An alternative explanation might be income growth and wage setting institutions (mechanism) explain housing inflation. This might lead to a particular hypothesis on the extent to which sectoral-level interests shape asset-inflationary outcomes (hypothesis).
Necessary and sufficient conditions
In conclusion, political science researchers conceptualize causation in contrasting ways when they pursue explanation in particular cases versus large populations.
Mathematically, both research traditions stem from different understandings of causality. One originates in the study of linear algebra, and the other, boolean logic.
But is there a contradiction in conceptualizing causation as a configurational process that generates particular outcomes within specific cases versus causation as a statistical probability that exists across all populations? Can there be a unified theory of causality?
For example, what causes democracy?
The conditions that caused democracy in India (all encompassing mass party) should probabilistically decrease democracy in general. So what causes democracy in this case?

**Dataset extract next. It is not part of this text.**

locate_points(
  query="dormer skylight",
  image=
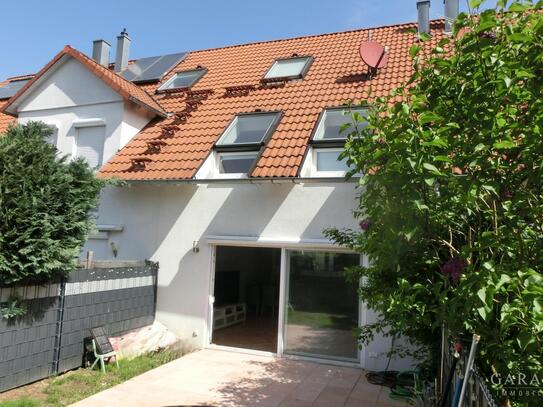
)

The all encompassing party turns out to be a necessary causal variable in India.
Causal inference in case studies are grounded in a philosophy of logic rather than the logic of probability. Logic identified necessary and sufficient causes for an outcome.
For example in political science, Barrington Moore (1966) famously quipped “no bourgeoise, no democracy”. The presence of a middle class is considered a necessary cause for democracy. But the presence of a middle class is not a sufficient cause in itself.

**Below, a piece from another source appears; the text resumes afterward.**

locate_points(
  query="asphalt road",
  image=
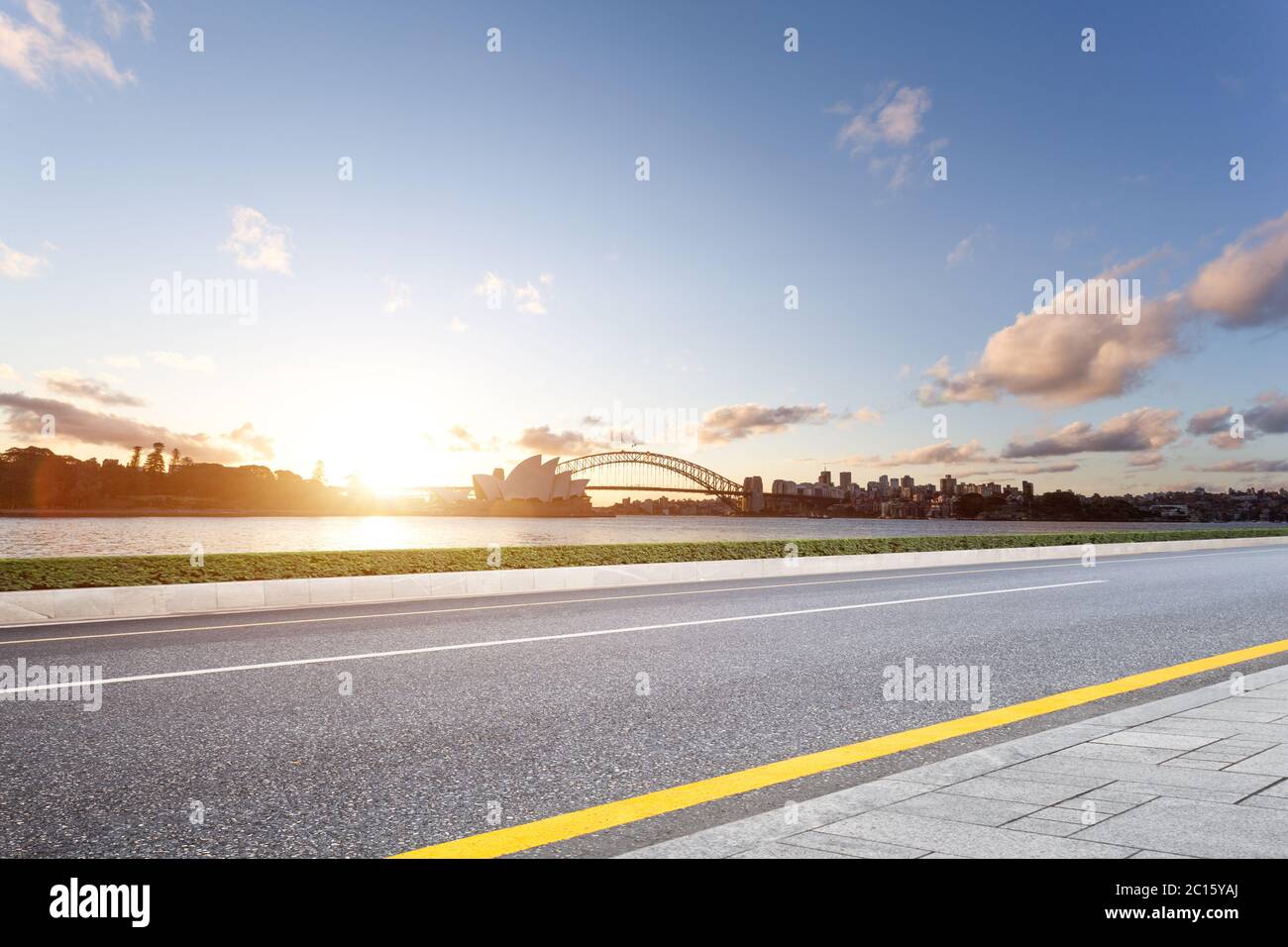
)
(535, 716)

Think about this in terms of formal logic (see James Mahoney 2008):
Y1 = X1 & (A1 v B1)
Y1 = democratic pathway; X1 = strong bourgeoisie; A1 = alliance between bourgeoise and aristocracy; and B1 = weak aristocracy.
A1 and B1 is neither individually necessary nor sufficient. Instead they combine with X1 to produce two possible combinations for Y1. A1 and B1 are “causes” that combine with X1 to form two possible combinations that are sufficient to produce Y1.